The reason we left Village 7 was simply not being able to plug into the community the church offered. It was very hard to during that season of life, and our lack of intentionality led to a disconnect with the church.
There was an Evangelical Free church right in our very neighborhood and we knew a lot of people who went there. We attended a couple of services and were thrilled to have people to talk to afterwards, people who already knew us. It wasn't "work" to get to know the people there. Sometimes you are willing to sacrifice teaching for community, and this would be an example of our having done just that.

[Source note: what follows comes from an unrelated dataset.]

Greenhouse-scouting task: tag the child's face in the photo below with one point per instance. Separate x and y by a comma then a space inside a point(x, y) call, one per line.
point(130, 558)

We plugged into the church more than any we ever had. Craig taught several rounds of Sunday School classes. I taught in the toddlers class. We joined the weekly homeschool co-op (our oldest was just in preschool, but it was something to do each week so we did it). We enrolled in Awanas, attended VBS, you name it, we were there. Daughter #4 was born while we were here, and we had her and #3 dedicated while at this church.
We stayed there longer than any other church we'd been at so far, but slowly I began a spiritual decline. The teaching lacked depth; the services were shallow. I started getting antsy. I felt like I was dying a slow painful spiritual death.
Craig didn't feel this as much because his role at Glen Eyrie placed him under good teaching often through the conferences he was planning. And whereas he gets fed by feeding others, I just get drained by it.
We discussed our situation many times with one particular couple. They were on Campus Crusade staff and had Mizzou roots along with Craig, so there were several levels of commonality on which to hinge a friendship. The counsel I, in particular, received, though, was to stay in the community we'd developed there, but to seek better teaching from radio or internet preachers. This suggestion didn't sit well with me. I have nothing against sermons on the internet, but I don't particularly think they should be one's dominant source of worship through the word.
I started crying a lot when thinking about going back. Craig began realizing my decline was serious. We discussed the options in-depth for several weeks and came to this conclusion: we couldn't go there if I were to have any hope of spiritual sustainability. About two and a half years after we joined this church (and yes, we had joined this one), all we could think about (okay, all *I* could think about) was the teaching we'd left behind at Village 7. We decided it was time to go back.
We had a small problem, though. We committed ourselves to teaching the toddlers class as a couple throughout the whole summer, and we didn't want to go back on our commitment. That month of August was one of the longest Augusts we've lived through (longer even than the one in which daughter #2 was born on the 28th!). We started going to the E-Free church in the mornings to teach the toddler class and then speeding across town back to V7 for the worship service.
When September rolled around, we knew this would be the last time we played with the churches of Colorado Springs. We sat through the membership class and took the membership vows that very month. It was one of the most relieving months of our whole church existence. We were in the process of wrestling through the infant baptism thing; I was wrestling with all five points of Calvinism. But it was where we were supposed to be and we knew it. It was good.
Then the very next month Craig took me out for coffee. While sipping my hot chocolate at Starbuck's that morning he spilled the words I never in a million years expected to hear. He said he'd been thinking about starting seminary. In St. Louis. Next fall, but moving in the spring. What did I think?
What did I think? It was a question I would not fully be able to understand the answer to for another four years, but the part of me that seeks out and thrives on change was completely for it. Yes! Let's do this! Let's start something totally new! In St. Louis!
And then I remembered: we just joined the church of our dreams. What about that?
Well, St. Louis is Presbyterianland, after all. Surely we'll find another one once we got there.